The jellyfish wondered at this speech and the mocking tone in which it was uttered. Then he asked the monkey if it wasn't his intention to come with him at once after getting his liver.

The monkey replied laughingly that he couldn't afford to lose his liver; it was too precious.

"But remember your promise!" pleaded the jellyfish, now very discouraged.

"That promise was false, and anyhow it is now broken!" answered the monkey. Then he began to jeer at the jellyfish and told him that he had been deceiving him the whole time; that he had no wish to lose his life, which he certainly would have done had he gone on to the Sea King's Palace to the old doctor waiting for him, instead of persuading the jellyfish to return under false pretences.

"Of course, I won't give you my liver, but come and get it if you can!" added the monkey mockingly from the tree.

There was nothing for the jellyfish to do now but to repent of his stupidity, and return to the Dragon King of the Sea and confess his failure, so he started sadly and slowly to swim back. The last thing he heard as he glided away, leaving the island behind him, was the monkey laughing at him.

Meanwhile the Dragon King, the doctor, the chief steward, and all the servants were waiting impatiently for the return of the jellyfish. When they caught sight of him approaching the palace, they hailed him with delight. They began to thank him profusely for all the trouble he had taken in going to Monkey Island, and then they asked him where the monkey was.

Now the day of reckoning had come for the jellyfish. He quaked all over as he told his story. How he had brought the monkey half way over the sea, and then had stupidly let out the secret of his commission; how the monkey had deceived him by making him believe that he had left his liver behind him.

[pg 137]

The Dragon King's wrath was great, and he at once gave orders that the jellyfish was to be severely punished. The punishment was a horrible one. All the bones were to be drawn out from his living body, and he was to be beaten with sticks.

The poor jellyfish, humiliated and horrified beyond all words, cried out for pardon. But the Dragon King's order had to be obeyed.
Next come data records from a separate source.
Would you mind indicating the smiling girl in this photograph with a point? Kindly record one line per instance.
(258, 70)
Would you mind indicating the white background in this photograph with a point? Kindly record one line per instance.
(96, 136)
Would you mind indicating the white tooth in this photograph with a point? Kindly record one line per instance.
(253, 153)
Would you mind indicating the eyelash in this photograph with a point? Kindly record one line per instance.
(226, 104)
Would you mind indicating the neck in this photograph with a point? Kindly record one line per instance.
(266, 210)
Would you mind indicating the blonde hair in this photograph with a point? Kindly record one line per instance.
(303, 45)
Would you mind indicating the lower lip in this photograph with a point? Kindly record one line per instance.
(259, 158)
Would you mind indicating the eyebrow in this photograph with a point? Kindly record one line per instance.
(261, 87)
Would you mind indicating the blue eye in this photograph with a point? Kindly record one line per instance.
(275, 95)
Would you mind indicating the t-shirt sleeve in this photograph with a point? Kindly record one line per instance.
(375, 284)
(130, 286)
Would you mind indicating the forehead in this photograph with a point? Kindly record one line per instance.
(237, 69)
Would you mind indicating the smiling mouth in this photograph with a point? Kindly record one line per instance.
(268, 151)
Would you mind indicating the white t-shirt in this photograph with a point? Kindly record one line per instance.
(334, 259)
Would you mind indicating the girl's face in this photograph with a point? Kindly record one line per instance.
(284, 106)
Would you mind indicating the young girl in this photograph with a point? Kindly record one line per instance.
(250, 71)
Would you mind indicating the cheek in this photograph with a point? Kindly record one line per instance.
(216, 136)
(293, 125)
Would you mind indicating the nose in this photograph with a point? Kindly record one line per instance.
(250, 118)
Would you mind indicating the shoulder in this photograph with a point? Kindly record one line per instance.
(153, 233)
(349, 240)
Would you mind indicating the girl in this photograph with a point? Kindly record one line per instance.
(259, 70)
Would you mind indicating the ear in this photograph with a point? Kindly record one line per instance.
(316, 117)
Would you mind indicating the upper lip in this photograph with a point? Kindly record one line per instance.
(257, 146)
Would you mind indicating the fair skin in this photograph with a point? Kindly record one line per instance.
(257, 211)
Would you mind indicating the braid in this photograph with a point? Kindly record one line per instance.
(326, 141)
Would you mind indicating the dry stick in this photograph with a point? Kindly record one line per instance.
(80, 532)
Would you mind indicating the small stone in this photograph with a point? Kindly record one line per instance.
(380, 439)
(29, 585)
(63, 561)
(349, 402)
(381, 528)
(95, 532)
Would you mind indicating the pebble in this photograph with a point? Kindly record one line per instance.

The servants of the palace forthwith each brought out a stick and surrounded the jellyfish, and after pulling out his bones they beat him to a flat pulp, and then took him out beyond the palace gates and threw him into the water. Here he was left to suffer and repent his foolish chattering, and to grow accustomed to his new state of bonelessness.

From this story it is evident that in former times the jellyfish once had a shell and bones something like a tortoise, but, ever since the Dragon King's sentence was carried out on the ancestor of the jelly fishes, his descendants have all been soft and boneless just as you see them to-day thrown up by the waves high upon the shores of Japan.